Chamorro-Premuzic, Winsborough, Sherman, and Hogan (Reference Chamorro-Premuzic, Winsborough, Sherman and Hogan2016) end their focal article with a quote worth remembering from Immanuel Kant: “Theory without data is groundless, but data without theory is just uninterpretable.” We begin with a quote even better known to industrial–organizational (I-O) psychologists in part because it has served for over 65 years as a foundational principle of our field: “There is nothing as practical as a good theory” (Lewin, Reference Lewin and Cartwright1951, p. 169).
Fundamentally, we agree with the authors that, as a science, I-O psychology has developed over decades of theory development and empirical research a growing and more nuanced understanding of both the general and the specific attributes that predict effective performance. Equally important, our field has, through accumulated scientific discovery, developed an understanding of some of the boundary conditions and moderators impacting the degree to which our methods for assessing these attributes are effective as predictors of performance.
Beyond summarizing these key and ongoing accomplishments in talent assessment, the authors go on to describe what we consider to be a regrettable return to the dustbowl empiricism that characterized our field in the past. The vastness of data now available, and the increasing sophistication of the tools available to mine those data, means we have the potential to enhance predictive accuracy in the absence of having any organizing taxonomy, nomological network, or theoretical model to explain those predictions. Moreover, as the authors point out, there are practitioners who seem wholly unconcerned with developing such insights when armed instead with the power of thousands, or even millions, of data points. We have also observed this trend and want to press beyond the authors’ assertion that “predicting behavior is clearly a key priority in talent identification, but understanding behavior is equally important” (Chamorro-Premuzic et al., p. 634). We want to more loudly decry this indifference to the need for understanding.

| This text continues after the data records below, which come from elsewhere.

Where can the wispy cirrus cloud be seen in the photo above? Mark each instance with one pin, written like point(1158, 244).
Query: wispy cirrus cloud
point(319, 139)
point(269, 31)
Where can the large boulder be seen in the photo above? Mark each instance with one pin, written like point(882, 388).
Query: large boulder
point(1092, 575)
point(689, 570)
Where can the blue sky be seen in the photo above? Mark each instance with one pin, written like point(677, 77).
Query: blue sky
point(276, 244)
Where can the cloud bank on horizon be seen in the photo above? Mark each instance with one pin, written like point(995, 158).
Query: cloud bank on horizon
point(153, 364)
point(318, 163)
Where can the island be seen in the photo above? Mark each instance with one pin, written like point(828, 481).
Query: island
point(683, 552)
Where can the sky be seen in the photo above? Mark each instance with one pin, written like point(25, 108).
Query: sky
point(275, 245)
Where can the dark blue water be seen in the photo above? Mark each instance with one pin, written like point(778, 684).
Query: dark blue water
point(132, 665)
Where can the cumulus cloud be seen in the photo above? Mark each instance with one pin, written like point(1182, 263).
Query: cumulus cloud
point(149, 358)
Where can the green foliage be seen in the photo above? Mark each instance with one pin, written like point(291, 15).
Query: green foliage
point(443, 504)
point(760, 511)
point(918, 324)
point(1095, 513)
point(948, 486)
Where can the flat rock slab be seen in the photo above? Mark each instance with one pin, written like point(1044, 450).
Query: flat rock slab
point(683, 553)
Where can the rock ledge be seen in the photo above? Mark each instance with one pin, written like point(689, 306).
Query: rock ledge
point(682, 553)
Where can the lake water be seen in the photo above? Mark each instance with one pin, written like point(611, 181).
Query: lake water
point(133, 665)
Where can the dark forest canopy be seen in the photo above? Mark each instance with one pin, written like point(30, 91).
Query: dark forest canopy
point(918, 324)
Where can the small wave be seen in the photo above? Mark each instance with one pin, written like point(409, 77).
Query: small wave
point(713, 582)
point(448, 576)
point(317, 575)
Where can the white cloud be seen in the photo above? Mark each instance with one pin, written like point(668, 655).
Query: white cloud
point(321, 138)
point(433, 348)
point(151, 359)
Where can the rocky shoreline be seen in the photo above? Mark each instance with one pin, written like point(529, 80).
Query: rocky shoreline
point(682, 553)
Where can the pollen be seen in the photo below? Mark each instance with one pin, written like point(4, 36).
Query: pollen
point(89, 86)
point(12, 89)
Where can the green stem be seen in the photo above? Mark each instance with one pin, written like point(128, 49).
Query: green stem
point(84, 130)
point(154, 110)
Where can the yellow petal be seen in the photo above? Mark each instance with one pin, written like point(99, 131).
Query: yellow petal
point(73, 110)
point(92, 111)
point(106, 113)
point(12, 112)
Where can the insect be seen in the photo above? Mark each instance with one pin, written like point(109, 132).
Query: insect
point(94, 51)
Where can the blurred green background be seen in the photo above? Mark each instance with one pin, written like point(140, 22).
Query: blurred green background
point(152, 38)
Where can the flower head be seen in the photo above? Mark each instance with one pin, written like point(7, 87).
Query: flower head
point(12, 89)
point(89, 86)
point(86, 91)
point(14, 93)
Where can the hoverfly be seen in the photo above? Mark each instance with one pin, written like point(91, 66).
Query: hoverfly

Let us begin with the obvious. We are I-O psychologists, not human resource technologists or data scientists, and as such we are committed as a profession to understanding behavior at work and, in the process, contributing more broadly to the science of behavior (www.siop.org/mission.aspx). In our view, surrender to using “black box” solutions—when we don't understand why those solutions work—may in isolated cases be expedient but is simply not a long-term option for building our science. Our theories and models let us generalize to novel applications, settings, and roles. Our theories generate rational hypotheses about the critical factors likely to produce defined outcomes and therefore guide what we set about trying to manipulate and measure. Our theories give us insights that let us anticipate the boundary conditions within which our models are more or less likely to be predictive (Locke, Reference Locke2007). What distinguishes us as advisors to organizations around talent issues is in part our grasp of the conceptual frameworks we can apply to develop those insights and produce those hypotheses a priori in addition, of course, to the discipline and techniques for empirically testing those frameworks and hypotheses.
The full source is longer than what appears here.